Marek had proposed to Sage last year, and the wedding was scheduled for this August. Jono hadn’t been involved much in the preparations except to agree to walk Sage down the aisle.
Patrick looked up from his phone and gave Jono a half grimace, green-eyed gaze steady. Jono couldn’t stop himself from reaching out to smooth back some of Patrick’s wayward dark red hair.
“No news yet on what the task force has decided, but we should plan accordingly,” Patrick said.
“That doesn’t sound ominous at all,” Emma drawled.
Patrick slouched on the sofa until he was resting most of his weight against Jono. The silent request for contact had Jono shifting until he could wrap an arm around Patrick’s shoulders and hold him close. It was a public sort of comfort Patrick only allowed amidst their group of friends, and Jono knew none of them took that trust for granted.
“The Auction of Curiosities and Exceptional Items is going to be held somewhere in London this month,” Patrick said.
“How soon?” Sage asked.
“We won’t have an actual date, time, and precise location until the spell written into the invitation recognizes the owner. But the invitation is starting to get spelled ink lines in the instruction section. They haven’t formed words yet. I’m betting the words will show up within a week or so though, which is why the joint task force is finally making a decision about everything.”
Jono looked over at Marek, and he wasn’t the only one. As a seer, Marek’s ability to see the future came with a price—blindness, madness, and then death, usually by way of suicide. For the past year, his visions had become few and far between, mainly because of Patrick and the fight against the Dominion Sect. With various Fates working for the heavens and the hells, the future was ever-changing. No single Fate had a monopoly on a future set in stone, and Marek’s patrons had been curiously silent for months. It meant less migraines for Marek, less risk of losing color and bits of his sanity, but they all knew this break wouldn’t last forever.
“I haven’t seen anything,” Marek said, hazel eyes staring into the far distance.
Sage reached up to curl her fingers over his chin and turn his face toward her. “Don’t look if the Norns haven’t given you a reason to.”
Marek blinked and smiled wanly at her. Jono wasn’t sure how many shades of color Marek had lost since last summer, but he still felt guilty about every hint of gray seeping into his friend’s vision.
“Can you really trust Lucien to take this invitation to the auction?” Leon asked as he sat on the armrest of the chair Emma had claimed. He draped an arm over her shoulder, tangling his fingers in her fishtail plait. She didn’t seem to mind him messing up her hair.
Jono snorted. “Nah, mate. That’s why we’d have to go.”
“One of us needs to stay here,” Patrick said, tipping his head back a little to look at Jono. “We can’t cede New York City to Estelle and Youssef. I left for Chicago and they sent hunters after you. I don’t want to know what they’d use this time to claim back what territory they’ve lost if I go to another country.”

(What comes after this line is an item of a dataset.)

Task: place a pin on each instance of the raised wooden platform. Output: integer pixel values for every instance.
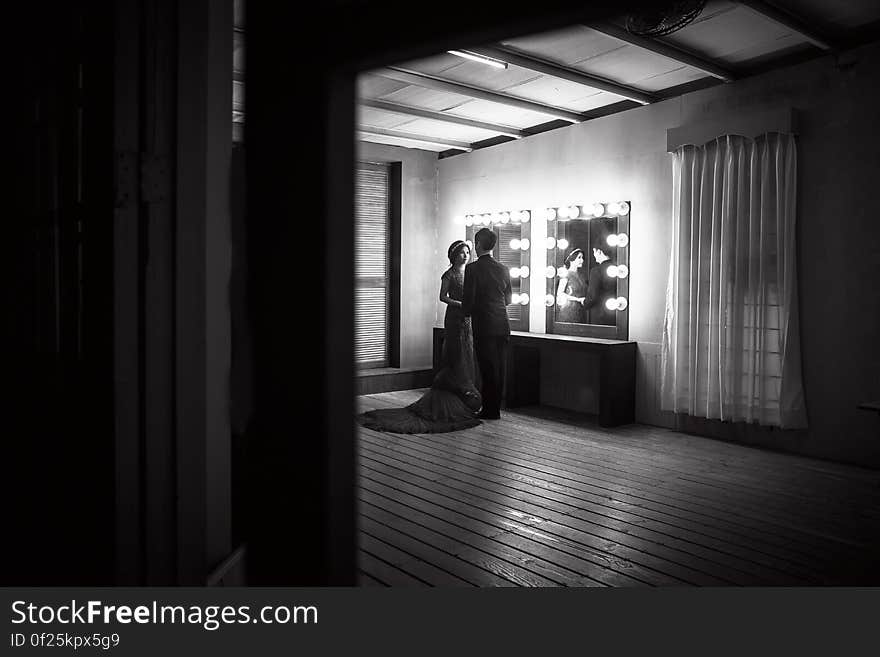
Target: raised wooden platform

“I’m not letting you go to London alone.”
“You were exiled from that city.”
“Sage can talk our way into pass-through rights.”
Sage rolled her eyes. “No pressure.”
Patrick grew tense beside him, and Jono gently rubbed his fingers against Patrick’s arm. “We’ll work it out.”
Patrick said nothing to that promise.
“If you’re all going, then I’m going,” Wade said right before he burped.
“That leaves us without our god pack,” Emma pointed out. She didn’t look worried, but Jono could smell it on her, the sudden spike that cut through her scent. “None of us can afford that, not with the Krossed Knights still stalking the streets.”
“We have the fae and the Night Courts to aid us,” Leon reminded her.
“That aid was brokered through Patrick and Jono. Will it still hold if they don’t have a presence here?”
Jono frowned. “I don’t know.”
God packs always required a sustained presence in the cities they claimed territory in. If the entire pack left, that essentially gave up the city. But the idea of Patrick going off to Europe alone was unthinkable to him, and not just because of the soulbond.
London was an ache Jono would always carry with him—a home that had never wanted him before or after he was infected with the werevirus. Growing up in a council estate in Tottenham was worlds away from the wealthy parts of London he’d traipsed through as a lad. He was always made to feel like an outsider as a child because he and his family had been poor.
Once he was infected with the god strain of the werevirus, things got worse. The London god pack hadn’t wanted anything to do with him—either because he brought nothing to the pack, or his anger back then had been a problem. Jono never got an answer from the alphas at the time, and while he’d been allowed to stay in London, he hadn’t made many friends. He didn’t get a pack until moving here, and Jono wasn’t willing to lose his familyorhis territory.
“What if we have a proxy?” Jono asked slowly. “If we bring others into our god pack who don’t carry the god strain and designate them with the authority to lead in our absence, would that still keep our foothold in New York?”